Ellis predicts that fans will lose interest in the game because they can’t keep up with players in the portal’s revolving doors, and “when it becomes the same old dancers” at the NCAA basketball tournament, “with no Cinderellas, fan support will wane further.”
In the opinion of Aaron Tallent of the Athlon Contributor Network, the most impressive Cinderella team of all-time was the George Mason Patriots, who entered the 2006 NCAA tournament as a No. 11 seed and knocked off Michigan State, North Carolina, Wichita State and Connecticut to make the Final Four.
The Patriots lost to Florida, who won the national title.
“We
need to save the game before it implodes,” Ellis said.
The sad thing is, Ellis said, is that “education gets lost in this system. ‘Student’ is no longer a valued part of the athlete’s experience.”

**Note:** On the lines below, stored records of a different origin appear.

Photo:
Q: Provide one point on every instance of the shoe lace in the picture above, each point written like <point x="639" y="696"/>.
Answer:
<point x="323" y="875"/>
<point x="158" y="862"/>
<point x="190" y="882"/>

The ball is in the court of NCAA President Charlie Baker to hammer out accords with the U.S. Congress, state governments and college and conference officials who “must join forces with their hearts and minds to fix this broken system,” Ellis concluded.
Baker
took the job in 2023, after completing two terms as Governor of Massachusetts.
He earned a degree at Harvard University in Cambridge, Mass., where he was a
member of the men’s varsity basketball team. Baker holds an M.B.A. from
Northwestern University in Evanston, Ill.